Una truffa? Non proprio, perché sulla confezione viene dichiarato il peso minore ma sono pochi i clienti che ci fanno caso oppure che ricordano il prezzo del prodotto al kg.
Anche se sembra un fenomeno nuovo, il realtà la shrinkflation esiste da tempo e uno dei pionieri di questo fenomeno è stato il Toblerone che pochi anni fa, per fronteggiare l'aumento del prezzo del cacao, ha ridotto il numero dei denti, senza però modificare la composizione della confezione.
Oggi, invece, la scusa ufficiale è quella della guerra in Ucraina che ha ridotto gli approvvigionamenti di grano e di altre materie prime ma anche il taglio dei rifornimenti di petrolio e gas da parte della Russia che ha inevitabilmente fatto aumentare i prezzi.

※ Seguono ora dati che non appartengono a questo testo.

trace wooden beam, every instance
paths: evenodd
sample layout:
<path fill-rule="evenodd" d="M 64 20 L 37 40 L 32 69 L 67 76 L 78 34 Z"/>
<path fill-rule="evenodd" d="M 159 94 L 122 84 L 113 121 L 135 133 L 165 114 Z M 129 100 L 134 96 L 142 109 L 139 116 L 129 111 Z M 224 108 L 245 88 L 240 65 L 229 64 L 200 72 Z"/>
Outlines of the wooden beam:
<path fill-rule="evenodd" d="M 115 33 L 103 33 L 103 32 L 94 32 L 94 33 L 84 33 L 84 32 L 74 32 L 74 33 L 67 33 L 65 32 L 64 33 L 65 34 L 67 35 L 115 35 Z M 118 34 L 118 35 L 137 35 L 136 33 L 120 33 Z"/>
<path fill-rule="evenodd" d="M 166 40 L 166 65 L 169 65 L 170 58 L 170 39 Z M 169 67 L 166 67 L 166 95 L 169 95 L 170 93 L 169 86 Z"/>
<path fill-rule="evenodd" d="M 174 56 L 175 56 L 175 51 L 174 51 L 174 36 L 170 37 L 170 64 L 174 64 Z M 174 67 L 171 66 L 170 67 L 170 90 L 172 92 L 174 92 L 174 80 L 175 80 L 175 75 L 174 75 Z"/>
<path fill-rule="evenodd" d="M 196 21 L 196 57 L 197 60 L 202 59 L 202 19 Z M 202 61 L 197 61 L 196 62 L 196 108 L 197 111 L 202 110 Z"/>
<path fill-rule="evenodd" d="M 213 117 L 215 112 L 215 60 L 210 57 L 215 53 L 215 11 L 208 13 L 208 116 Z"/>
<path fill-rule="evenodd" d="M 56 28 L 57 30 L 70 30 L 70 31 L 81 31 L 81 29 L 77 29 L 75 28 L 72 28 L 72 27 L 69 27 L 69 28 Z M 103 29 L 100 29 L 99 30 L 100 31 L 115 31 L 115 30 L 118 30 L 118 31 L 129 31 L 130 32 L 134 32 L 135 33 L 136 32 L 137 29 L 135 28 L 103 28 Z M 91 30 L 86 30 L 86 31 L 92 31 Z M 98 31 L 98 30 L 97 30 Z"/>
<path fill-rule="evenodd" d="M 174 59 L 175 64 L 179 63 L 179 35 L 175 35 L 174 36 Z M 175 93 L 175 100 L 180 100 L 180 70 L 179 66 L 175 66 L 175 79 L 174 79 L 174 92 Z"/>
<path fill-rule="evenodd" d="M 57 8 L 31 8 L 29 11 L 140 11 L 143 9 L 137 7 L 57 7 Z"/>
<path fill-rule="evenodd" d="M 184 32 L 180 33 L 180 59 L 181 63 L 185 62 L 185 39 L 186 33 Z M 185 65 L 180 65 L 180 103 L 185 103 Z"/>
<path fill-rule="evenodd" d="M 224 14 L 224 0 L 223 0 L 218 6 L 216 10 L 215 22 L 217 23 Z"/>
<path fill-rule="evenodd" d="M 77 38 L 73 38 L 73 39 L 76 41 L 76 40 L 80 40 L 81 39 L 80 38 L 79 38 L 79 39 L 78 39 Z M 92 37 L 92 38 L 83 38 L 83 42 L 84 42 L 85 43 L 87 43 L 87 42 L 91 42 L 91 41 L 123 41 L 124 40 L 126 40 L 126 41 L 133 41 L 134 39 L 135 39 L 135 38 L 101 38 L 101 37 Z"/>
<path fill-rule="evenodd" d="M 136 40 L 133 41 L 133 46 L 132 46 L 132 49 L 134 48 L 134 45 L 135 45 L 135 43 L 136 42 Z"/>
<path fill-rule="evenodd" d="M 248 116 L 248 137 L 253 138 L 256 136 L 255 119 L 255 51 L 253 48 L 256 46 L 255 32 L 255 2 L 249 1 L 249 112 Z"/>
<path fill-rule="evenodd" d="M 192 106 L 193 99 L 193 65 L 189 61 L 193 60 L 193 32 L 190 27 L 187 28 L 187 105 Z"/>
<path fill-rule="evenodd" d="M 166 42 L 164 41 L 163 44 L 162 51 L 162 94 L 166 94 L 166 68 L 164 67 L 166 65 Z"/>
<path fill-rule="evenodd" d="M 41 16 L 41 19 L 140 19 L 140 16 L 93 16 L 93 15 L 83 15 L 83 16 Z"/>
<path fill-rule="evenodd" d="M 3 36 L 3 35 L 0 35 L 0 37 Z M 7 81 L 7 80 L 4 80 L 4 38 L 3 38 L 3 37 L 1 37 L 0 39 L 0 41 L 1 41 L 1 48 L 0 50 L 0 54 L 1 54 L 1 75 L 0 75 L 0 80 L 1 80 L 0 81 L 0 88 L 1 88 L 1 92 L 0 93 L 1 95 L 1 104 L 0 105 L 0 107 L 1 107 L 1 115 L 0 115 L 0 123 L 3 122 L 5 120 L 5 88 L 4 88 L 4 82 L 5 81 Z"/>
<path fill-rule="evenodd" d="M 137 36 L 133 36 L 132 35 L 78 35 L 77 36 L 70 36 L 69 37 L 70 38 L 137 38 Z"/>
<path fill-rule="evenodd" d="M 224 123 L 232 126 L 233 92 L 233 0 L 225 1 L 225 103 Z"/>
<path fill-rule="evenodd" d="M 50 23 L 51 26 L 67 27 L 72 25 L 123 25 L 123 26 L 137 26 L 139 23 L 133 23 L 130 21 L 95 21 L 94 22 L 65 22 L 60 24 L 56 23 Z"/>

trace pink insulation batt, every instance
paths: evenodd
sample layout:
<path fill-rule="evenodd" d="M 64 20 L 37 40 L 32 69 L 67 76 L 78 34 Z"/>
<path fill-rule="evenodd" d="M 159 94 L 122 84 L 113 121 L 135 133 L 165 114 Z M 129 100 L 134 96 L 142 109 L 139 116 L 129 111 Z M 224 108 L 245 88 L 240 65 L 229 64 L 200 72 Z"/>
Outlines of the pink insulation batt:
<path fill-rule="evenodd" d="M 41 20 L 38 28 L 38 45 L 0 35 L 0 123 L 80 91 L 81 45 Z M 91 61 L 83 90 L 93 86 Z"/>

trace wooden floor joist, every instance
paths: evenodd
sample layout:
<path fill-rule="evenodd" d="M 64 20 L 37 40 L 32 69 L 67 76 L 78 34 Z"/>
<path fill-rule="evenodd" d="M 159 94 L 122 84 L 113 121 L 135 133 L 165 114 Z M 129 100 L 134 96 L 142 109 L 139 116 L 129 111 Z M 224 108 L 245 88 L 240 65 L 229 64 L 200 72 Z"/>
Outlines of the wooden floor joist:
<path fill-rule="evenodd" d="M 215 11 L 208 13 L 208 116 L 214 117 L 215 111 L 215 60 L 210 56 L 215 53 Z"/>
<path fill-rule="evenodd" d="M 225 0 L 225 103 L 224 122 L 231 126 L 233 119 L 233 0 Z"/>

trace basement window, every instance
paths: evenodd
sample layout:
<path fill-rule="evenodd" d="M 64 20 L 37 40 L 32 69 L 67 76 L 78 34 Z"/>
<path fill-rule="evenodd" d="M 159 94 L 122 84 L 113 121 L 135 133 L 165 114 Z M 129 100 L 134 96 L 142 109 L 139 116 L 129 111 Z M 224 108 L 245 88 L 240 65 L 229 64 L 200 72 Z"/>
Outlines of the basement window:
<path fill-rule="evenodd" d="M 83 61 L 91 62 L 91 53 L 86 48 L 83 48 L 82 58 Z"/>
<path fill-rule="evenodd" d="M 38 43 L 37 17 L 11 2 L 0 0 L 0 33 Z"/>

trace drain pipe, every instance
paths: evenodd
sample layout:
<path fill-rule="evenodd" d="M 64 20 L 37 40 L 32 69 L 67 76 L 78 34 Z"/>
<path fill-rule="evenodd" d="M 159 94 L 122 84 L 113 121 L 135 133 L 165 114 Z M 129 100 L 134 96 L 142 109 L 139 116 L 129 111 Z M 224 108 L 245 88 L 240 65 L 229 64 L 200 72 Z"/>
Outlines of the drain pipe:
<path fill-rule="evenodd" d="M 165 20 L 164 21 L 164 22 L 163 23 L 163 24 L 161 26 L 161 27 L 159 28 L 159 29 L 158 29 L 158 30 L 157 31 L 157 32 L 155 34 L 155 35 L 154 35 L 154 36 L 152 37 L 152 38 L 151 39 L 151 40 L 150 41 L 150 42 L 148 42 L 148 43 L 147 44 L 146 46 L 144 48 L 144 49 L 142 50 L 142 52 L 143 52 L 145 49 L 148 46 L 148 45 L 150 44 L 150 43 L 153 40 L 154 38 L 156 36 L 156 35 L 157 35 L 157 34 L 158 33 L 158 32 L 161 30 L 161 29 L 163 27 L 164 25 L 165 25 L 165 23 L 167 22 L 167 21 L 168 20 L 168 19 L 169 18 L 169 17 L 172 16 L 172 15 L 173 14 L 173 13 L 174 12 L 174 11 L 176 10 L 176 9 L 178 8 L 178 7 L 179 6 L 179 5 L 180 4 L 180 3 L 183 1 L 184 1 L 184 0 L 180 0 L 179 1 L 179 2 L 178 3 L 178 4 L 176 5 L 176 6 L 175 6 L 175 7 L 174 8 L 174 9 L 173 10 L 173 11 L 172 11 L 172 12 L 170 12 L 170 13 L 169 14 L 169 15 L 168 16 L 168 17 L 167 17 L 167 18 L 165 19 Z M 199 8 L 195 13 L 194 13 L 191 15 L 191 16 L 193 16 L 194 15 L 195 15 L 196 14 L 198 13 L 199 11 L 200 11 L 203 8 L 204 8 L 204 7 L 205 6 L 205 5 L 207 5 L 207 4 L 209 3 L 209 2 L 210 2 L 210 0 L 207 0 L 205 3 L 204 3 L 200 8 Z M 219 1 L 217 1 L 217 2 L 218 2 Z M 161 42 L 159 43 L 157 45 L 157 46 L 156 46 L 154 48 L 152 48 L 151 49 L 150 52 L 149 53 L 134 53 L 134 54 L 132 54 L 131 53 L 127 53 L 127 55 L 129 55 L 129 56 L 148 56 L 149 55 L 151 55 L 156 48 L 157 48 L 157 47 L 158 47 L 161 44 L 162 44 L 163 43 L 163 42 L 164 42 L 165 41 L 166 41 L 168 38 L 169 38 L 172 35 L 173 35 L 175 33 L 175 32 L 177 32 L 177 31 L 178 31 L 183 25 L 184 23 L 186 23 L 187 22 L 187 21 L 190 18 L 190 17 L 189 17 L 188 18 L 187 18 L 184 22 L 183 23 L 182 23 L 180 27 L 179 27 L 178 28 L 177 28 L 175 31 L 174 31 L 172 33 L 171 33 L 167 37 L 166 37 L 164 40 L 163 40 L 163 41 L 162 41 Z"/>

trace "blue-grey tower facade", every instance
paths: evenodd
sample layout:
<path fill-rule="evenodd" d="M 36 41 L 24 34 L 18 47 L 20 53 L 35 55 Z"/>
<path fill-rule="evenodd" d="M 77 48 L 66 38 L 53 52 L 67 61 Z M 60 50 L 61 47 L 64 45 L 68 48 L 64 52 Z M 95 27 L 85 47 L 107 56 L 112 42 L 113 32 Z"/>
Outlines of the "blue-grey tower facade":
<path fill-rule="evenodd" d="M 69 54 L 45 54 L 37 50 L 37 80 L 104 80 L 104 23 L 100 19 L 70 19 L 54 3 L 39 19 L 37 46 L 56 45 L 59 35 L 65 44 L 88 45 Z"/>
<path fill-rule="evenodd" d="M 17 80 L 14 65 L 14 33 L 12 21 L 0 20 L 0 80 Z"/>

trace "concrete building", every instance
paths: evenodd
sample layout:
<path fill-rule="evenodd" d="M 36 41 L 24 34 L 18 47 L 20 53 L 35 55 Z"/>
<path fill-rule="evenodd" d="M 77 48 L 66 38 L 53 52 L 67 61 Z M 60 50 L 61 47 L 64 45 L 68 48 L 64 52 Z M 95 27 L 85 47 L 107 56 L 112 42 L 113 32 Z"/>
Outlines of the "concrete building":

Di fronte ad una situazione del genere, le aziende per far fronte ai costi non può fare altro che aumentare i prezzi dei prodotti, ma in questo modo rischiano di allontanare i clienti e di scoraggiare gli acquisti. Viene considerata shrinkflation anche la tecnica della Pepsi che ha deciso di restringere del 14% la bottiglia del Gatorade, con la scusa di renderla più aerodinamica e facile da impugnare.
Le associazioni di categoria denunciano il fenomeno e sono corse ai ripari, presentando un esposto sia all'Antitrust che a oltre 100 Procure della Repubblica, per impedire alle aziende di continuare con questa pratica.
In attesa che la denuncia faccia il suo corso, c'è qualcosa che i consumatori possono fare?
Certamente bisogna prestare molta attenzione quando si fa la spesa perché per legge deve obbligatoriamente essere indicato il costo al kg di qualsiasi alimento, per cui si può facilmente evincere che si sta acquistando una minore quantità di prodotto ad un prezzo più alto.
Inoltre non bisogna lasciarsi conquistare da un packaging diverso e magari più accattivante del prodotto che si acquista di solito ma si deve sempre verificare con attenzione pure le scritte più piccole, che sono quelle che indicano la reale quantità di prodotto che si sta acquistando.